16. La société GPS 3 Distribution fait grief à l'arrêt de rejeter sa demande en paiement d'une indemnité pour perte de marchandises, alors « que le juge ne peut débouter une partie et refuser d'évaluer une créance dont il constate l'existence dans son principe ; que pour débouter la société GPS 3 de sa demande au titre de la perte de marchandises, la cour d'appel a retenu qu'il lui était demandé d'évaluer une indemnité de ce chef à un montant forfaitaire de 5 000 euros ou subsidiairement de surseoir à statuer dans l'attente de la production d'éléments comptables établissant la perte subie mais que le premier juge avait retenu à bon droit que l'exproprié n'apportait pas d'éléments justificatifs du montant de cette perte de marchandises et qu'il n'était en effet pas produit de pièces comptables ; qu'en statuant ainsi, sans contester le bien-fondé en son principe de la demande de la société GPS 3 au titre de la perte de marchandises, la cour d'appel a violé l'article 4 du code civil. »

Réponse de la Cour

Vu l'article 4 du code civil :

17. Il résulte de ce texte que le juge ne peut refuser de réparer le dommage dont il a constaté l'existence en son principe, motif pris de l'insuffisance des preuves qui lui sont fournies par les parties.

18. Pour refuser d'indemniser la perte de marchandise et stock, l'arrêt retient que l'exproprié n'apporte pas d'éléments justificatifs du montant de cette perte, de sorte qu'elle ne peut évaluer l'indemnité à un montant forfaitaire de 5 000 euros, aucune pièce comptable n'étant produite.

19. En refusant ainsi d'évaluer le dommage dont elle constatait l'existence en son principe, la cour d'appel a violé le texte susvisé.

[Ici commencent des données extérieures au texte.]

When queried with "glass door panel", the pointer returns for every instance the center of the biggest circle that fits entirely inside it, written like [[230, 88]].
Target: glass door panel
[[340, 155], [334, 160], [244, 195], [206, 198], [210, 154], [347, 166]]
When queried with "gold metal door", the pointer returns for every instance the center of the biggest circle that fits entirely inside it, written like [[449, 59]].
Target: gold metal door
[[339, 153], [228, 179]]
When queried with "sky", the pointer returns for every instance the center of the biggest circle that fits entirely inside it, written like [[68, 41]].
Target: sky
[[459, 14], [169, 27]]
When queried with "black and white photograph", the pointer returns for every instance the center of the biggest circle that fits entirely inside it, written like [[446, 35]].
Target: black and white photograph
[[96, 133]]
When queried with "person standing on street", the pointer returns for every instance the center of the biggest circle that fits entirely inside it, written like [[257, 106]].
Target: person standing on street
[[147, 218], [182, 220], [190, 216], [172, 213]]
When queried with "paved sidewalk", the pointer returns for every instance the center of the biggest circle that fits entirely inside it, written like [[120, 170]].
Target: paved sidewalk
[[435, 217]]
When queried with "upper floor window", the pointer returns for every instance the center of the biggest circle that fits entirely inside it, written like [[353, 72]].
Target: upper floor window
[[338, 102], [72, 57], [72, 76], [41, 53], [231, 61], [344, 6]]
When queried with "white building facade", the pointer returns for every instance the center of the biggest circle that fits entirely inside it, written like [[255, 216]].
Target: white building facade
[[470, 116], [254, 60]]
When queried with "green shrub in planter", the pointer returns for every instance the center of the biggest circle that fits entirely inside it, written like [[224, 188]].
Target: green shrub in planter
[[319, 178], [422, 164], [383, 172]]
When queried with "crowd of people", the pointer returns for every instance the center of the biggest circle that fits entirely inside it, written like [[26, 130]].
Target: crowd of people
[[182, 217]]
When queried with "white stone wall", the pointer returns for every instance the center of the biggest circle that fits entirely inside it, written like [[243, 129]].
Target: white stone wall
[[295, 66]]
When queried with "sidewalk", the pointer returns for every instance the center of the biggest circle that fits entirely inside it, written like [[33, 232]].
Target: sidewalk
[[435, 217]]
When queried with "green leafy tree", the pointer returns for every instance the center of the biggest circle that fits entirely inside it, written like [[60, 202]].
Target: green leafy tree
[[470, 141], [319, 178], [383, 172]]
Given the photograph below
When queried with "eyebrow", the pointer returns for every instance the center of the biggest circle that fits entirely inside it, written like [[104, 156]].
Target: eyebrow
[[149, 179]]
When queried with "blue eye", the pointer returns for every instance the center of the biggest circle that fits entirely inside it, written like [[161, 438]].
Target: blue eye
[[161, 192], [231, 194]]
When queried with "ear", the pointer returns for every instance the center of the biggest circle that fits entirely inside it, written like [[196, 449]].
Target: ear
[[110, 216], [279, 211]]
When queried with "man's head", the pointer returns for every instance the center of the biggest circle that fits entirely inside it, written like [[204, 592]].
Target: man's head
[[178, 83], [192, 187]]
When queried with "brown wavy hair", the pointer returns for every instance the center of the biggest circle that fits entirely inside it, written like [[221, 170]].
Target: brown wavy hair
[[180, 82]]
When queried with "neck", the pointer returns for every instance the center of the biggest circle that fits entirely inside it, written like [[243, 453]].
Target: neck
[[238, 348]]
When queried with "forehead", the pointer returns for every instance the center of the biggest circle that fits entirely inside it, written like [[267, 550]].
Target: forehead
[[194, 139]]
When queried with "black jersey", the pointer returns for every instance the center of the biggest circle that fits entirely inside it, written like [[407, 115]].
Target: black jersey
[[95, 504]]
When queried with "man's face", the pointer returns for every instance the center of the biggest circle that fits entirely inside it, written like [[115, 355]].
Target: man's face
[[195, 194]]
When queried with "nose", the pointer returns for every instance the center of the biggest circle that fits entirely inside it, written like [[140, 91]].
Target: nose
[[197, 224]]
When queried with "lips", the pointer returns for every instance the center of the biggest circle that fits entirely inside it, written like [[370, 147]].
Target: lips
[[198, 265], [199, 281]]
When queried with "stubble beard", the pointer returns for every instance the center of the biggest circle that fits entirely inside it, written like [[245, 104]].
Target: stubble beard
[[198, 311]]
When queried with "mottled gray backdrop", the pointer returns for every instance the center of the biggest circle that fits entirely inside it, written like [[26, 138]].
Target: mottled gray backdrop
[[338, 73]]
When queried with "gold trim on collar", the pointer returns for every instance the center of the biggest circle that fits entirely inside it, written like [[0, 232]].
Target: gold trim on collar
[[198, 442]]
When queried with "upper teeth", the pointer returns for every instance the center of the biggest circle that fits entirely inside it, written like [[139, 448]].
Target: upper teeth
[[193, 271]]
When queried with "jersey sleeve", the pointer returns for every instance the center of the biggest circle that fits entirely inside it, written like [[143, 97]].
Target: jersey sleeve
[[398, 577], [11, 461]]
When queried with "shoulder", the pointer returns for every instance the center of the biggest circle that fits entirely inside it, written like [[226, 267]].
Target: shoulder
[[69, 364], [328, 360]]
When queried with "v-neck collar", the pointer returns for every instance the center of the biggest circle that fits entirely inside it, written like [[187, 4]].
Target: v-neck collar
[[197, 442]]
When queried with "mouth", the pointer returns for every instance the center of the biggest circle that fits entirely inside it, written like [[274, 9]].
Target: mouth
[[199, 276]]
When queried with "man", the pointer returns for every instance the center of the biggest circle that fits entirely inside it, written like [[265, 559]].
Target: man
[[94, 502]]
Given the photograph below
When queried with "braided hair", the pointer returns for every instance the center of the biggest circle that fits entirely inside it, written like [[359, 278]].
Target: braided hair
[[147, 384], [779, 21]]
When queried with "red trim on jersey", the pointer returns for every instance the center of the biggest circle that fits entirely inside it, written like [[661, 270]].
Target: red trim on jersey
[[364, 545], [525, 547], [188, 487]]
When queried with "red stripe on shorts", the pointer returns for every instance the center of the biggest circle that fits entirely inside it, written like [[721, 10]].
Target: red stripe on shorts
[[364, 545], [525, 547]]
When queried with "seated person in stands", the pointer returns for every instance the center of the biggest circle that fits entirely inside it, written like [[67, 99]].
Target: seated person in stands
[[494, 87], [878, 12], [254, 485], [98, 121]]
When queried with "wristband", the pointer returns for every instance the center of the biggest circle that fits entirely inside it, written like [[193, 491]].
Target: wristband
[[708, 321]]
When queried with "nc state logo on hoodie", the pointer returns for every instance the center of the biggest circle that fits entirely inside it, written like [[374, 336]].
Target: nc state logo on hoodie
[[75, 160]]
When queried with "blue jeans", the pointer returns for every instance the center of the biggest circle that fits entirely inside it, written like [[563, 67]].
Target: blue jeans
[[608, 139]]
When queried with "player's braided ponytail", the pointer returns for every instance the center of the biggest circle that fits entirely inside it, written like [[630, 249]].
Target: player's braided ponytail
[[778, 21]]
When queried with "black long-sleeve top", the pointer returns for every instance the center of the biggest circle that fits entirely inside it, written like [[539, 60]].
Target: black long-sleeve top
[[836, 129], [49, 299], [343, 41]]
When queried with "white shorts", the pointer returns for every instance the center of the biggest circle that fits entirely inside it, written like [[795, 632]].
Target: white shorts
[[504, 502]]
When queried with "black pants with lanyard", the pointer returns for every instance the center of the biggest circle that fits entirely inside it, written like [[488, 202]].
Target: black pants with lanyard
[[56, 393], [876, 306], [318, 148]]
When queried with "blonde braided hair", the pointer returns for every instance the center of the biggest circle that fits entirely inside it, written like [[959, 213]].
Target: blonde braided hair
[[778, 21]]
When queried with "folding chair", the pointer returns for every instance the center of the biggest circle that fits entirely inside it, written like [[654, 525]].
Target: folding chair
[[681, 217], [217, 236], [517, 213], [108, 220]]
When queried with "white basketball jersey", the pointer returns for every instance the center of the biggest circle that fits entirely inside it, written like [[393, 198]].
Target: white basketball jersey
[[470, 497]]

PAR CES MOTIFS, et sans qu'il y ait lieu de statuer sur la première branche du second moyen du pourvoi principal, la Cour :

CASSE ET ANNULE, mais seulement en ce qu'il fixe, au profit de la société GPS 3 Distribution une indemnité pour perte de dépôt de garantie et en ce qu'il refuse d'indemniser la perte de marchandise et stock, l'arrêt rendu le 21 janvier 2021, entre les parties, par la cour d'appel de Paris ;

Remet, sur ces points, l'affaire et les parties dans l'état où elles se trouvaient avant cet arrêt et les renvoie devant la cour d'appel de Paris autrement composée.

Arrêt rendu en formation de section.

- Président : Mme Teiller - Rapporteur : Mme Djikpa - Avocat général : M. Brun - Avocat(s) : SCP Bauer-Violas, Feschotte-Desbois et Sebagh ; SARL Le Prado - Gilbert -

Textes visés :

Article L. 321-1 du code de l'expropriation pour cause d'utilité publique ; article 1743 du code civil ; article 22 de la loi n° 89-462 du 6 juillet 1989.

Rapprochement(s) :

3e Civ., 27 février 1991, pourvoi n° 89-70.289, Bull. 1991, III, n° 70 (rejet).